British actor (born 1964)

Geffrey Francis (born 1964) is an English actor. In 1986, he appeared as the title character in Channel Four's Zastrozzi, A Romance and in a minor role in The Singing Detective. He portrayed Lynford in the drama film For Queen and Country (1988). In the popular Channel 4 Peckham-set comedy series Desmond's (1989–94) he played the title character's eldest son (Michael), before later moving on to reprising his role in the spin-off series Porkpie (1995–96).

Francis has since become a regular character actor on British television. He portrayed the Metropolitan Police desk sergeant Viv James in the BBC TV series Ashes to Ashes.
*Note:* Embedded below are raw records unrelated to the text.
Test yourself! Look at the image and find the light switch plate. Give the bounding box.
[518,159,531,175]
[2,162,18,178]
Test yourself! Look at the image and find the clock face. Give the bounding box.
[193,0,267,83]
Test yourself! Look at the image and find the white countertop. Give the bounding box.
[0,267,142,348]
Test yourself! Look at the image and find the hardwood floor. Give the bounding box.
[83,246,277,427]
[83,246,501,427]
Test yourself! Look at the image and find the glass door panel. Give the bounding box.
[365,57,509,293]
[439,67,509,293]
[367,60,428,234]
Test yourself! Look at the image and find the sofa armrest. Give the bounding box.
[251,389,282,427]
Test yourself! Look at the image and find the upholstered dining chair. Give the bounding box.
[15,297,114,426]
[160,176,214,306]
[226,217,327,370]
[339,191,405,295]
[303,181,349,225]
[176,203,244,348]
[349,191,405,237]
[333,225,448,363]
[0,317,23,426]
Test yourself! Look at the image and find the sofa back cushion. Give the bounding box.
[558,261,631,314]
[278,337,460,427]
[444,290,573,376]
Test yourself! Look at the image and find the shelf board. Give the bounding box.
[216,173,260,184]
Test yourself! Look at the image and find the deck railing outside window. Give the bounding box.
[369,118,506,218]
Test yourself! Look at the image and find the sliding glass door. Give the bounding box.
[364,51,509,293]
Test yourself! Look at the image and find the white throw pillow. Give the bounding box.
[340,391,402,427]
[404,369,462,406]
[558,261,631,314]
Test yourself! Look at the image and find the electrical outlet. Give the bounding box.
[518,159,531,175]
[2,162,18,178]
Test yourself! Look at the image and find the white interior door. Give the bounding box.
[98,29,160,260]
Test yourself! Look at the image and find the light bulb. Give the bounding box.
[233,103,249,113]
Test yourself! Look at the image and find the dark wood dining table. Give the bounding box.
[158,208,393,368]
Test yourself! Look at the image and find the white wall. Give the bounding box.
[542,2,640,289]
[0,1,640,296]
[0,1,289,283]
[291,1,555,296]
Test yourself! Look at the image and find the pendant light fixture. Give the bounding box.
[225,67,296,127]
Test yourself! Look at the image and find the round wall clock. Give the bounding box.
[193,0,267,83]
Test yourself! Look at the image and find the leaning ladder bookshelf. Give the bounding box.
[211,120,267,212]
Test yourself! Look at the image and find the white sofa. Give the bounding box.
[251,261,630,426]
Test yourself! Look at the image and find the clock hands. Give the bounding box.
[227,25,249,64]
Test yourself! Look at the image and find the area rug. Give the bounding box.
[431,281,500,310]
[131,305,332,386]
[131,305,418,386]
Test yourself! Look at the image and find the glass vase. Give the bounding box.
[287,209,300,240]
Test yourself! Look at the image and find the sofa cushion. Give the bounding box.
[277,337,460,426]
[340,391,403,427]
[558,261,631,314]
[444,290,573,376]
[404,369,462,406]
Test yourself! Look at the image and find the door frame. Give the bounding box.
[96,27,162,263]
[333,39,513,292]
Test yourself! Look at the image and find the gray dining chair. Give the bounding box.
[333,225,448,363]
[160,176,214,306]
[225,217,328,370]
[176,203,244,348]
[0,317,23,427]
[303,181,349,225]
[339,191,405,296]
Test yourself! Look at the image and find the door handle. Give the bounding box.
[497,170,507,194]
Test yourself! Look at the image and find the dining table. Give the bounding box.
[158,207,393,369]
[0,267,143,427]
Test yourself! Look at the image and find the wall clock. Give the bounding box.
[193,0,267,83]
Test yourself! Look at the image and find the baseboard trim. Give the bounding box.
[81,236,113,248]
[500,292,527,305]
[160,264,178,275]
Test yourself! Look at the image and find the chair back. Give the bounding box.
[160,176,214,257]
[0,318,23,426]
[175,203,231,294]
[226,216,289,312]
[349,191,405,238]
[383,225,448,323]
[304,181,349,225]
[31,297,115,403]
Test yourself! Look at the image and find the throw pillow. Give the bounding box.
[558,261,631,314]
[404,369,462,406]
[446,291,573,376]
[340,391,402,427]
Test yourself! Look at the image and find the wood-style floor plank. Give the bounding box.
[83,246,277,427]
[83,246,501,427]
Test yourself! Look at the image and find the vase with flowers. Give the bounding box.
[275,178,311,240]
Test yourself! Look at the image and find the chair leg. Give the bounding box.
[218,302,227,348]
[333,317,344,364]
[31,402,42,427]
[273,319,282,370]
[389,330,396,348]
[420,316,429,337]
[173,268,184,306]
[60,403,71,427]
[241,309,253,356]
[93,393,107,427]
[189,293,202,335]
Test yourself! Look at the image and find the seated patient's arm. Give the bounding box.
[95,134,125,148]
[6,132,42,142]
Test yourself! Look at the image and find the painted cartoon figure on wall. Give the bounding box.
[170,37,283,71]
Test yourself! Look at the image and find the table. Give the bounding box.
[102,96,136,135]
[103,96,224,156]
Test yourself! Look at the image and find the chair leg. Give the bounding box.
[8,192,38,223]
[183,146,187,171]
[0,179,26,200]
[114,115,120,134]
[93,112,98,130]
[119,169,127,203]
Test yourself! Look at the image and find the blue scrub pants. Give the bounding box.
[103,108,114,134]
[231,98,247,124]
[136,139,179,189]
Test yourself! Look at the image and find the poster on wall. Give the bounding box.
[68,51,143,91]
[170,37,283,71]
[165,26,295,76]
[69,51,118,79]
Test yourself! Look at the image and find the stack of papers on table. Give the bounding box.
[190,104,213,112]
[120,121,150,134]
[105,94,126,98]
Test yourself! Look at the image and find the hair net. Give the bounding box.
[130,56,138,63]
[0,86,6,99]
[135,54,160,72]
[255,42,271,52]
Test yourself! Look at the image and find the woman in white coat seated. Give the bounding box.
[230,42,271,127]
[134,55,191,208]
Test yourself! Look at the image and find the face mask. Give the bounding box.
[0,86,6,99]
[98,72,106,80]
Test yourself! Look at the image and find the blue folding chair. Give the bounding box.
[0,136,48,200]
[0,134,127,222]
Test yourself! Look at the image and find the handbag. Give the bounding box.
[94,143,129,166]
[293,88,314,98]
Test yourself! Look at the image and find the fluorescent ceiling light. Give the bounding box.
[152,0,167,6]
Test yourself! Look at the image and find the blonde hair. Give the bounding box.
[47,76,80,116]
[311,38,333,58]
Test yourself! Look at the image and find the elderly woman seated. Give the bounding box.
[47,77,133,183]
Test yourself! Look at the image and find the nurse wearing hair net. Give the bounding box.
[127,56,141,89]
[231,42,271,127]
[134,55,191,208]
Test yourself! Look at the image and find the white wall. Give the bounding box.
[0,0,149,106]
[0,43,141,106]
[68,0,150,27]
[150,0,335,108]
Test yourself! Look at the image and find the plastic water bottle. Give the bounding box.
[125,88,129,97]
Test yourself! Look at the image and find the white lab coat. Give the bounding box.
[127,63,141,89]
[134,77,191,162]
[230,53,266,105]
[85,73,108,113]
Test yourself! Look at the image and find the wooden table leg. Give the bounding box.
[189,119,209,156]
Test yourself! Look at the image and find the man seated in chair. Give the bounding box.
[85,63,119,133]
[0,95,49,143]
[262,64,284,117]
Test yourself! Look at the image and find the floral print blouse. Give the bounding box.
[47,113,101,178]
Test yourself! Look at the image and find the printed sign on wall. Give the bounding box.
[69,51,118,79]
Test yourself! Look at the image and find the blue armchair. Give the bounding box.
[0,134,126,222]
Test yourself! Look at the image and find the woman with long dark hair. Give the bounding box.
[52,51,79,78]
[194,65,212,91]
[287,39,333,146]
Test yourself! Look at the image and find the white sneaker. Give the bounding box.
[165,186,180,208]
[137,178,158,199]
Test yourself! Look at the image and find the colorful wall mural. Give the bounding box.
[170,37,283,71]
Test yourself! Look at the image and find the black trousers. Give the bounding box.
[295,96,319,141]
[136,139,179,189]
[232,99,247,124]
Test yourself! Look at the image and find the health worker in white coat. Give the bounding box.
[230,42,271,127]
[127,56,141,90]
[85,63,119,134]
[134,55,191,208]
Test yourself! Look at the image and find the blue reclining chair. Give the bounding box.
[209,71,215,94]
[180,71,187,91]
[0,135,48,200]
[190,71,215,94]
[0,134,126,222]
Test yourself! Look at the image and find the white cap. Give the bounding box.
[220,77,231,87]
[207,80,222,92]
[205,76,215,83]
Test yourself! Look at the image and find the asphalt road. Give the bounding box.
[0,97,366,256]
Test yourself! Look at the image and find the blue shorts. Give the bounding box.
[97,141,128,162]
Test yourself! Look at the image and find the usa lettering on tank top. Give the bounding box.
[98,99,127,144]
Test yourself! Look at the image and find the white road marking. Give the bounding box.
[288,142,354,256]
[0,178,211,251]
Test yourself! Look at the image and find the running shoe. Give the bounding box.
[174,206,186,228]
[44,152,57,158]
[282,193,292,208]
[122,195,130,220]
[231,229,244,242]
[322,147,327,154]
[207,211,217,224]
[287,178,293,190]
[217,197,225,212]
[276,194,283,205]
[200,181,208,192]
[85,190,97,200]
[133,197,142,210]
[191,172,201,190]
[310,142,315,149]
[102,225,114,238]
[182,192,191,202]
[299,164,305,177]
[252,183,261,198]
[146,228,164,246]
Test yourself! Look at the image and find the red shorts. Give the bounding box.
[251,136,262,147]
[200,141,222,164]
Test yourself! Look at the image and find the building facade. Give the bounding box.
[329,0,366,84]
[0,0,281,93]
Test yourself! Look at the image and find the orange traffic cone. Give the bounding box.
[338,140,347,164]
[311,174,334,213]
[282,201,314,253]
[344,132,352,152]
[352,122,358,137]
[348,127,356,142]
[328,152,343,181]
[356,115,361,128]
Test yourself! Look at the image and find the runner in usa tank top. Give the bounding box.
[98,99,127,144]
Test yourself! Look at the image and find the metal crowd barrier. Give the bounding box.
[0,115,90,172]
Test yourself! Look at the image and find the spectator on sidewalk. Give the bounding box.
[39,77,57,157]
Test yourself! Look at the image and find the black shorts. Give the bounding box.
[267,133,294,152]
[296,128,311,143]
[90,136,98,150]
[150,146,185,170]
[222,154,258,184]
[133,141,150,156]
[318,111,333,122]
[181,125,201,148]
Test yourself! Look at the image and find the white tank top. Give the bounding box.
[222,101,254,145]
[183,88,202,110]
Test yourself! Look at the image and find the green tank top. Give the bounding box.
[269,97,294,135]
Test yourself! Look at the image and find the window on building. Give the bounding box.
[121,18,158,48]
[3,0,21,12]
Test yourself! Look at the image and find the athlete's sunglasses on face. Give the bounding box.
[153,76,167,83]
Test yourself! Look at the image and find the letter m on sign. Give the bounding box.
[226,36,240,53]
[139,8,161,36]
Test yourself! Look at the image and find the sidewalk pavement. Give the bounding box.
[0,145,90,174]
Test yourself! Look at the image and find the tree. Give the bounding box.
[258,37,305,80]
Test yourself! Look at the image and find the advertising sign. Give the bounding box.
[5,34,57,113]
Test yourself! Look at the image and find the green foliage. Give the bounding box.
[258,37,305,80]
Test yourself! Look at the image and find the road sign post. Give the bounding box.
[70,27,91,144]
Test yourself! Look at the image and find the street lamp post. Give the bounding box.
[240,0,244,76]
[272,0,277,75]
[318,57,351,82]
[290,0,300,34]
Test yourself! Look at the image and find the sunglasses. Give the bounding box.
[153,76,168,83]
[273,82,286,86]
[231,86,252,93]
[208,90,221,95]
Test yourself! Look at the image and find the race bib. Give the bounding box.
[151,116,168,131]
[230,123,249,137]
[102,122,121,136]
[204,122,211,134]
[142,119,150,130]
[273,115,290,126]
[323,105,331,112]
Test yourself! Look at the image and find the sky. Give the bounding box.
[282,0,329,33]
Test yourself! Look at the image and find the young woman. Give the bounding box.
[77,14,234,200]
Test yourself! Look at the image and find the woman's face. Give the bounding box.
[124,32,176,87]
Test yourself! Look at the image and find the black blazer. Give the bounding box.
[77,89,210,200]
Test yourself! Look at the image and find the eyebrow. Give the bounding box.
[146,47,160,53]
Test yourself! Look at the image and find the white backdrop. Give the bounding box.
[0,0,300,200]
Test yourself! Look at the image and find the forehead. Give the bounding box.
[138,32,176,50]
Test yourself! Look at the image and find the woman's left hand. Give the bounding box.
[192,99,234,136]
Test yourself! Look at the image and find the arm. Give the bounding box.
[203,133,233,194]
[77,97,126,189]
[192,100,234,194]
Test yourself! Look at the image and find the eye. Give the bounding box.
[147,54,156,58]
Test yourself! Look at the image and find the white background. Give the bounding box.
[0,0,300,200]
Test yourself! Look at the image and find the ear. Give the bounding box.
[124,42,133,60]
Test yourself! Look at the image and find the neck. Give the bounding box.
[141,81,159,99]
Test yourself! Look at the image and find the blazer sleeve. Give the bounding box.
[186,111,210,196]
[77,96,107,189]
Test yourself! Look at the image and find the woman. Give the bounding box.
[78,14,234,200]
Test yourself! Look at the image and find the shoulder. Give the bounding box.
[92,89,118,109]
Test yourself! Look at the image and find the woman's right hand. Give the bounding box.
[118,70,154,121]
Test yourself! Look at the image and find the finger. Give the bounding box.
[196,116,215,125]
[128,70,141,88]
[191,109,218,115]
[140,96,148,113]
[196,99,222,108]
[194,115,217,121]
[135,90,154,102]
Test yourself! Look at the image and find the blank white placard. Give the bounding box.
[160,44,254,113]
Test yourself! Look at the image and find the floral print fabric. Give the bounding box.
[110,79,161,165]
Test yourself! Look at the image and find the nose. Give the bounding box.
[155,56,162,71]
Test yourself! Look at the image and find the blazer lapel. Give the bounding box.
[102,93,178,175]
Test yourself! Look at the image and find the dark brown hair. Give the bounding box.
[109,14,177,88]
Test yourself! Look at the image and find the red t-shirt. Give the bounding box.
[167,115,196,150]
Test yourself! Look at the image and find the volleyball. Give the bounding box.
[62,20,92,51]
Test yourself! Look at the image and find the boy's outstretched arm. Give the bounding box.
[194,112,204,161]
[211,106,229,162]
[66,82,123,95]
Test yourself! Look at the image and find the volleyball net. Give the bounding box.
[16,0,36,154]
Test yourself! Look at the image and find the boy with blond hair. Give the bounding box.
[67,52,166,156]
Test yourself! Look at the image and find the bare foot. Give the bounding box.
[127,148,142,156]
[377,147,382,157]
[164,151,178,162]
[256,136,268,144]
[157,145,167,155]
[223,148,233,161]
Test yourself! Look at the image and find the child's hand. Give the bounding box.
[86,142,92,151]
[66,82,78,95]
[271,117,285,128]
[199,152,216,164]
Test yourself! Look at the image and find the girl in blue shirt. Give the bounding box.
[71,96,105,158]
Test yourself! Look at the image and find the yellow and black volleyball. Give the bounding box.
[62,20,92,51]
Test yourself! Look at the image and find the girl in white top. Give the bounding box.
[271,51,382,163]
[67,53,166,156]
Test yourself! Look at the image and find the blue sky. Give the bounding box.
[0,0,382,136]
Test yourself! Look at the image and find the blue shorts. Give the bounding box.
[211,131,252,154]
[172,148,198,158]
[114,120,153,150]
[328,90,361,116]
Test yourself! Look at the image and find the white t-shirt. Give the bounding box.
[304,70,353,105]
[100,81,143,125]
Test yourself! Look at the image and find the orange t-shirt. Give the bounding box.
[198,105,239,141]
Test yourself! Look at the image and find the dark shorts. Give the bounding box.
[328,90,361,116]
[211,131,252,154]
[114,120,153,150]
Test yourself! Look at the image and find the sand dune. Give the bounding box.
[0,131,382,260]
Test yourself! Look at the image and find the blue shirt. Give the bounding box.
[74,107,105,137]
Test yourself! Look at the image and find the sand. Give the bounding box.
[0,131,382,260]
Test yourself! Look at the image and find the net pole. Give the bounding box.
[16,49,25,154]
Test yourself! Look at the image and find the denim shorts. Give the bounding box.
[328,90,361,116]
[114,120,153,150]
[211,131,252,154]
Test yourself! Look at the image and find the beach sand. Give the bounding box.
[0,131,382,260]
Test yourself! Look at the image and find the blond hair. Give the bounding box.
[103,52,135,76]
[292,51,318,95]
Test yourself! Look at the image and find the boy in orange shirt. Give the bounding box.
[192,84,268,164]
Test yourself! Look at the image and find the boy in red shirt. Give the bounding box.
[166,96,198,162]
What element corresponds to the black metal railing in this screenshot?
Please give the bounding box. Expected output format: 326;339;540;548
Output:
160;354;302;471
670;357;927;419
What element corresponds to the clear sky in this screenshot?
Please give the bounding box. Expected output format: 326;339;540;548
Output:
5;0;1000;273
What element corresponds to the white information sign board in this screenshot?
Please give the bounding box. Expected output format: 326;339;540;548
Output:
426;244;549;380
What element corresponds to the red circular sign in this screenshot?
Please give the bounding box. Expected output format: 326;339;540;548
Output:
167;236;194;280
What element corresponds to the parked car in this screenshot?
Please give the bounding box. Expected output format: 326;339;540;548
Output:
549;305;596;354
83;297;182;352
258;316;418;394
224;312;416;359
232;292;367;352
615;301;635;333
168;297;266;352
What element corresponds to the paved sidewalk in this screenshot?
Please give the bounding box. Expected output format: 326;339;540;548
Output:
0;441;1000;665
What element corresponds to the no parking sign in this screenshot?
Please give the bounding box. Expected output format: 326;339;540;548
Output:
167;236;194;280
He also appeared in "The Bells of Saint John", a 2013 episode of fellow BBC TV series Doctor Who.

To science fiction fans, Francis is known as Admiral Frantis Griss, a minor antagonist in Star Wars: Episode IX – The Rise of Skywalker, the 2019 final instalment of the Star Wars sequel trilogy.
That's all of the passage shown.